[ale] Wandering into the OT tar pit

Mills, John M. Mills.J at ems-t.com
Tue Mar 14 09:27:07 EST 2006


Christopher - 

-----Original Message-----
From: ale-bounces at ale.org [mailto:ale-bounces at ale.org] On Behalf Of
To: ale at ale.org
Christopher Fowler
Sent: Monday, March 13, 2006 9:17 PM
To: Atlanta Linux Enthusiasts
Subject: Re: [ale] Wandering into the OT tar pit (was RE: Wanted:trivial
minicom-type function)

On Mon, 2006-03-13 at 13:33 -0500, Mills, John M. wrote:

> I've had a couple of cases where I straightened up a design as part of
> implementing one or a series of customer requests in a previously
> "standard" product.

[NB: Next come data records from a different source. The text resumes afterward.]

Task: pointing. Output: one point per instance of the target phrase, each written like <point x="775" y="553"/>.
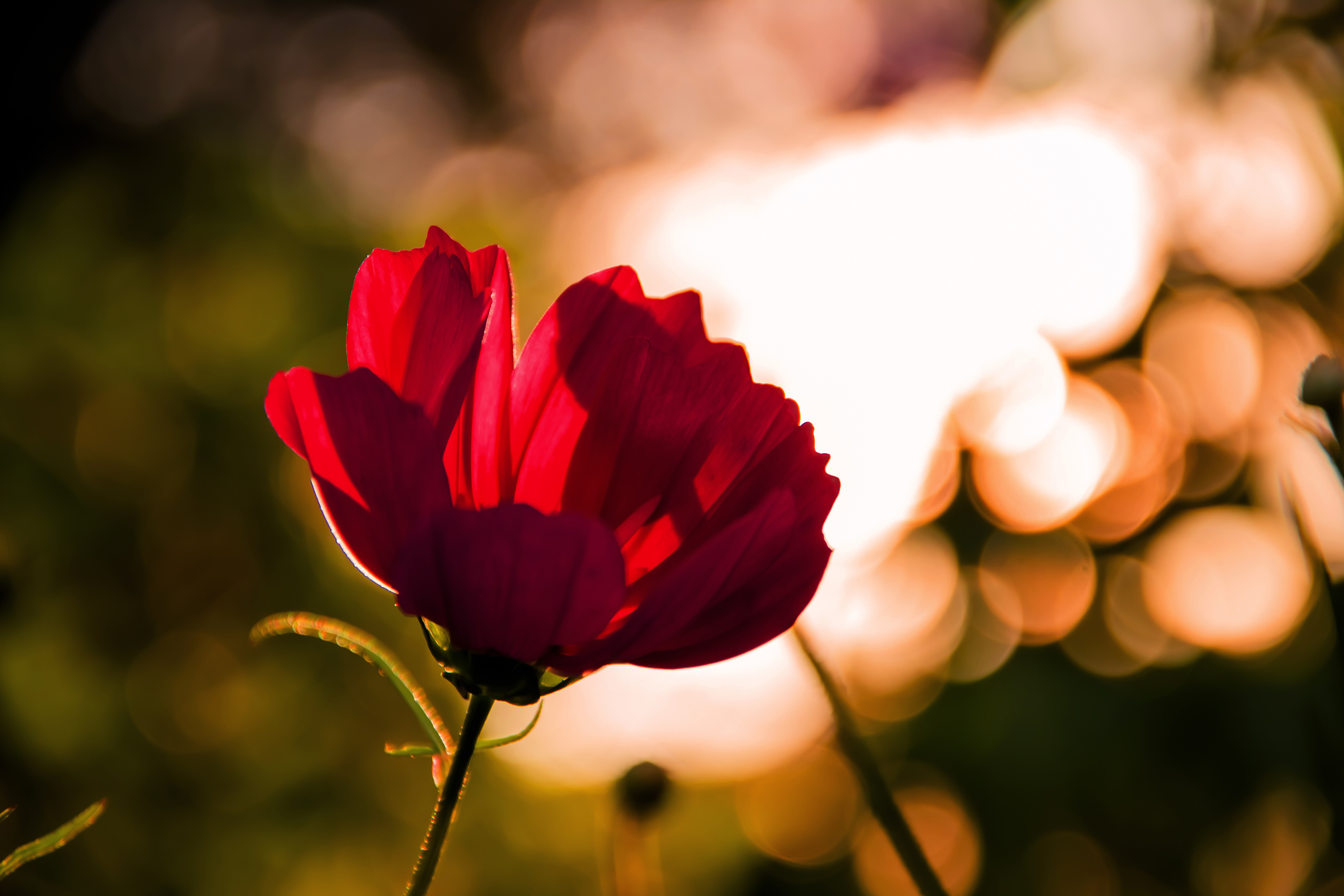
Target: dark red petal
<point x="714" y="574"/>
<point x="374" y="458"/>
<point x="437" y="339"/>
<point x="510" y="579"/>
<point x="476" y="457"/>
<point x="686" y="612"/>
<point x="416" y="320"/>
<point x="381" y="288"/>
<point x="572" y="349"/>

Another occasion is handing the mess off to a
> hapless colleague who is better off to re-do than to fix the ^&%(!!.
> (_NEVER_ with _my_ work, of course ... &8-)
> 

CF> We've got some code that is a _mess_.  It all started with the same
CF> statement that started this thread.  "If just need this feature and
I'll
CF> clean it up later...".  Now we've got working code but a mess.  It
is
CF> even so bad as there is no standard among the apps as to how they
handle
CF> data.  One may use strcat() to append to a string while one will
build
CF> the whole string with snprintf().  

CF> Just tonight I added another module in the code and simply just
copied
CF> what was there.  There are no naming conventions either.  

We probably all have favorite 'war stories' about projects gone wrong. I
keep telling myself, "Design first, code later" but I am too easily
tempted to just start typing.

Legacy code with no documentation is a nightmare of "push it down here
and it comes right back up over there!"

CF> One problem I experienced in the past that was a bad idea is binary
only
CF> config.  We had many devices in the past use this method. It was
CF> required on those devices with slow processors, anemic flash, and
little
CF> memory.  On this device we had a bit more room.  The problem with
binary
CF> config is that any additions or subtractions meant the previous
version
CF> of config was no good.  Very bad.  On that device we are at rev 7
and I
CF> do not intend to see rev 8 :).  The reason why I brought up Mini-XML
is
CF> that I now use it on the new device to store the config in XML
format
CF> when not in use.  

CF> XML -> struct {} -> Shared Memory.
CF> save: Shared Memory -> XML -> Compression -> Encryption -> Flash. 

Thanks for the lead to 'mxml': I've been looking for a small-scale tool
to process XML configs. I'll build it and check it out.